The overall form that Gjeilo creates is something like a reverse variation: the varied form appears first, and only at the end do we hear the theme clearly stated. I've been meditating on how basic and powerful the idea of variation is. To vary something is to change it, but change is only part of what happens in variation. If something is to be varied there must be some element, some attribute that is kept the same. In defining that unchanging attribute we contribute toward a deeper understanding of the theme. Each variation retains some essential attribute of the theme and in holding up those attributes, we are creating a sort of wordless analysis of the theme. When we hear the fughetta of the tenth Goldberg variation, or the inverted canon in variation fifteen, we hear musical structures that are rich and complex in their own right; only on reflection and with careful study do we realize that they project some essential kernel of the aria, the theme. If there were no connection whatsoever we couldn't really say that the theme was being varied. If the connection were to be too obvious, we would fault the composer for lack of invention. In the case of the Goldberg Variations, the invention is so rich, the connections so subtle, the musical structures so complex, that it as if the theme is an opened door that can lead almost anywhere.

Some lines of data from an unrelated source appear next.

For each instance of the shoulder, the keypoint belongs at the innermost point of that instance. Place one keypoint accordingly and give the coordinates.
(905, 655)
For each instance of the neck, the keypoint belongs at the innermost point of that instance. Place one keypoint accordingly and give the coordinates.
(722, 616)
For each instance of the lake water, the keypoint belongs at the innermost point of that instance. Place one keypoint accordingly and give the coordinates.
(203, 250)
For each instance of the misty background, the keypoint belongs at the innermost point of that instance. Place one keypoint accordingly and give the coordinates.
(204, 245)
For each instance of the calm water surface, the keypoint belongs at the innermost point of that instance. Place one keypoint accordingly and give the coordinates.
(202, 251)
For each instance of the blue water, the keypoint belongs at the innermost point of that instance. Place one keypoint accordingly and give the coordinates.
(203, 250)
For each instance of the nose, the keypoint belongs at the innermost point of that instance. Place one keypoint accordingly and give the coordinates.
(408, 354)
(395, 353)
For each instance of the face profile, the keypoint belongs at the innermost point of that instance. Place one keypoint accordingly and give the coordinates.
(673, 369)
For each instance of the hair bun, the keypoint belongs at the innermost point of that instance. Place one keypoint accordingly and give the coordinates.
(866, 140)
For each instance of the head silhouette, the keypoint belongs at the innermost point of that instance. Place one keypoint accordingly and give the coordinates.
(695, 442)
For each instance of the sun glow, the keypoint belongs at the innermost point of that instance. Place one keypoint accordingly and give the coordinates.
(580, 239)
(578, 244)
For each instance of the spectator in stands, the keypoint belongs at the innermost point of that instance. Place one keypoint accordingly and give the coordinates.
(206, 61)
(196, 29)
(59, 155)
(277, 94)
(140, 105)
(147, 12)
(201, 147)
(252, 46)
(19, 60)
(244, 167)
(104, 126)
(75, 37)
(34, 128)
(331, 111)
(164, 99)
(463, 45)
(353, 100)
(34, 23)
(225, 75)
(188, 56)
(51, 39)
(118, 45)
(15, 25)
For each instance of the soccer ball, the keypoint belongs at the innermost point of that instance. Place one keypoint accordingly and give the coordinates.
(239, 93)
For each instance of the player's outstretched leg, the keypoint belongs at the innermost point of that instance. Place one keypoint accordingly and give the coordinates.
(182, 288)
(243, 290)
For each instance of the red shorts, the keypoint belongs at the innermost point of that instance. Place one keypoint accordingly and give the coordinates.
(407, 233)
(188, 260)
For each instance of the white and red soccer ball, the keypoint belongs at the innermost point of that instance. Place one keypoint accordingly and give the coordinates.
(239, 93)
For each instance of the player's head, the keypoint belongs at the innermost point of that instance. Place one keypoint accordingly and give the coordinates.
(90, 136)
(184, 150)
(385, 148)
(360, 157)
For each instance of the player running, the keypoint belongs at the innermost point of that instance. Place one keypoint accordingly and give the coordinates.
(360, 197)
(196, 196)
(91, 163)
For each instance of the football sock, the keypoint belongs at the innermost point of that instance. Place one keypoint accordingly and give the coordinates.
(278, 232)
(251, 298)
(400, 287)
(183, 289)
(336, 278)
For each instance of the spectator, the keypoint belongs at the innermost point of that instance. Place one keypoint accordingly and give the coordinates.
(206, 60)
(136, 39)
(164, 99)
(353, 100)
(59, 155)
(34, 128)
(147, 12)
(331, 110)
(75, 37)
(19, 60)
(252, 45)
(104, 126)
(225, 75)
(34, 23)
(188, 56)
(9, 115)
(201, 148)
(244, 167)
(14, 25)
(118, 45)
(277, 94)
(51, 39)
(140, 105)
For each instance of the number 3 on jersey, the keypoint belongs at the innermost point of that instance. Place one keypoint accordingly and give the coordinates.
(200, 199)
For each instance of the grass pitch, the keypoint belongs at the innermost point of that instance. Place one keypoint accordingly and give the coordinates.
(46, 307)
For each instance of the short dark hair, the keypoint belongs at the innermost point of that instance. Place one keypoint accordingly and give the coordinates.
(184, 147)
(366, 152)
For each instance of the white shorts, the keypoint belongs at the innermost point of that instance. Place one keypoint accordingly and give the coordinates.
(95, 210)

This is such an obvious, obvious, basic concept, and it may be ridiculous to point it out, but I'm fixated on it: Variation is everywhere in nature. All of life on earth uses the same genetic code. It is not possible for one life form to leap to an entirely new one without a connecting link. It may be possible to produce music that is entirely, radically, completely new, devoid of any reference to any previous form of expression or known sound structure -- but it would probably not be perceived as human music. Mere change (something new with nothing retained of the old) is exceedingly rare. Variation -- keeping the wings, feathers, eyes, basic body structure, but changing the beak -- keeping the harmonic pattern but changing the surface texture and the tempo -- keeping the descending bass line, but transforming almost every other feature of the theme and building entirely new, bewilderingly complex structures over it -- variation is the very nub of life and of art.